Pop crit: what is it good for?
"Absolutely nothing!" bellows Phil Freeman over at Bagatellen.
The meat of the article is summed up in this paragraph:
But the pop edifice remains impassive, impenetrable. The pop industry is as indifferent to its sycophants as it is to its would-be assassins. The only time the industry registers concern is when sales drop, and there’s no demonstrable correlation between reviews and sales. (This isn’t a purely music-biz phenomenon, either; The Cat In The Hat, to pick but one example, did land-office business despite uniformly, unrelentingly savage write-ups.) On the other hand, a well-placed review of a struggling death-metal band can mean the difference between 5000 and 10,000 CDs sold, and that’s no small difference.
See also comments at bottom of page.
This article has garnered a lot of attention in the blogosphere, but it also underlines the problematic nature of pop criticism that bothers Freeman so much. In the article in question, a damning survey of the music of 1985, we read this methodology:
I have based the following on three sources:
1. The Gallup UK Top 40 singles charts of 1985. All singles to enter the Top 40 during 1985 are listed thus:
Single: title (date of chart entry | highest chart position reached)

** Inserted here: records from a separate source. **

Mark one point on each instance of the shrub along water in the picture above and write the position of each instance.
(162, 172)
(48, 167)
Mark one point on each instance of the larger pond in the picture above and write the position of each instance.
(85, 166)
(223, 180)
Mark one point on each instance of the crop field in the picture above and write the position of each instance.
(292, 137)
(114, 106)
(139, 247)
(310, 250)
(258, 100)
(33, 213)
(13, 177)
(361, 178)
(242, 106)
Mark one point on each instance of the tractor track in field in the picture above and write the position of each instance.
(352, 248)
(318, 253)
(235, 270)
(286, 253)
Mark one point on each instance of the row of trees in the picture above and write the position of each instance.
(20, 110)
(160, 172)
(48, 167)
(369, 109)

2. The NME critics end-of-year Top 50 singles chart, entries in which are listed as:
Single: title (NME | position ranked in chart)
3. The NME critics end-of-year Top 50 album chart, similarly listed:
Album: title (NME | position ranked in chart)
Do these sources really stake out enough of the music world to justify the screaming, Comic Book Store Guy headline 1985: THE WORST YEAR FOR MUSIC EVER? I think not.